Отец ничего не говорит, даëт ему полную свободу, а вот мать мириться с его внешностью как не собиралась, так и не собирается. Её перекашивает, когда Ён попадается ей на глаза. Вероятно, уродился он в неё. Фотографий прежней, дооперационной госпожи Ширанья не сохранилось. Она с гордостью признаëтся и повторяет при каждом удобном случае, что собрала их все до единой и сожгла. А тут — получите-распишитесь! Сын, похожий на неё и не желающий этого менять. Она бесчисленное количество раз пыталась переубедить его, подкладывала брошюры с клиниками, «ненароком» рассказывала невероятные истории преображения.

Однажды она повела его в больницу, мол, провести медицинское обследование, необходимое раз в год. Ёну тогда исполнилось четырнадцать. Оставался ровно месяц до возраста, когда по закону он получал право самостоятельно принимать решения.

— Не рано ли прислали уведомление? В районном бюро здравоохранения не было сбоя? — уточнил Ён, когда его оставили на несколько дней в одиночной палате. — Ничего такого не сообщали в новостях. И года с последнего обследования тоже не прошло. Да и Борд не упоминала.

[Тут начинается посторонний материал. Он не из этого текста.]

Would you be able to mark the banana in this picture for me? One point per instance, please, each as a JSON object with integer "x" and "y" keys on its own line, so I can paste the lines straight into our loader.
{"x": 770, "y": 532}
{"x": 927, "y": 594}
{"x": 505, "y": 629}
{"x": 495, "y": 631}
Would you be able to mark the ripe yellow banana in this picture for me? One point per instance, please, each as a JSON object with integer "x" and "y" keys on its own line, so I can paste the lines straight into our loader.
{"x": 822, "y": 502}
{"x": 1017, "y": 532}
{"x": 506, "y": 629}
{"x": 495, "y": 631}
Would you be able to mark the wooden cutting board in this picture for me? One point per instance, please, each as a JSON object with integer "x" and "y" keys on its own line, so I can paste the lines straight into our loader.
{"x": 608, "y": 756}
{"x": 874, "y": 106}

А она самая первая спешит сказать, какой я лопух.

— Для дополнительных анализов, — отрезала мама и отлучилась переговорить с врачом. Ён не стал докучать, хотя в голову закрадывались подозрения.

«Да не может быть», — подумал он и ошибся.

Сомнения рассеялись, когда врач при очередном обходе не удержался и спросил, пользуясь тем, что госпожа Ширанья уехала домой освежиться:

— Молодой человек, вы точно хотите такой нос? Вы заказали крупное лицо, он на нём потеряется. Может, изменим заодно и овал…

Ён ушёл, не сказав ни слова, прямо во время разъяснений о том, каким идеальным он может получиться.

— Я сдаюсь, — всплеснула руками мать, увидев его на пороге дома. — Сдаюсь! Сделала, что могла.

Она продолжала томно вздыхать, когда её взгляд падал на Ёна. Затем она стала отворачиваться, а последние разы, когда он приезжал навестить родителей, и вовсе уходила в другую комнату и не появлялась, пока он гостил.

Ён садится за стол и упирается взглядом в семейный портрет. Огромный, в дорогой раме, он вроде и похож на сокровище, но только то, о котором давно не заботились — знатно потускнел и потемнел.

— Да пускай прячется, — господин Ширанья тянется к своему любимому блюду, свинине в душистой томатной подливке. Ёна, если он решится перекусить натуральным мясом, ждёт кредит месяца на три, не меньше. Отец не прячет улыбки, а заметив, что Ён внимательно смотрит на него, игриво подмигивает. — Уж поверь мне, с голоду она не помрёт. Точно не из-за этого…

Юн подаёт признаки жизни: ворчит что-то, вроде «Мне тоже пора отказаться от этого балагана! Только время зря трачу!». В отличие от отца, он не вдохновлён ужином. На его лице нет ни тени радости или удовлетворения от разговора. Отец указывает ему на стол и вопросительно приподнимает бровь. Юн берёт ложку в первом попавшемся блюде и наваливает себе что-то, что есть не собирается. Для старших разделить с кем-то еду — признак огромного доверия и близости. Они не застали хаос, что случился после глобального химического отравления, но были к нему ближе, чем нынешнее поколение, и хранили остатки давнишних обычаев. Для Ёна с Юном это просто еда, хотя, пожив отдельно, первый и начал ценить её больше.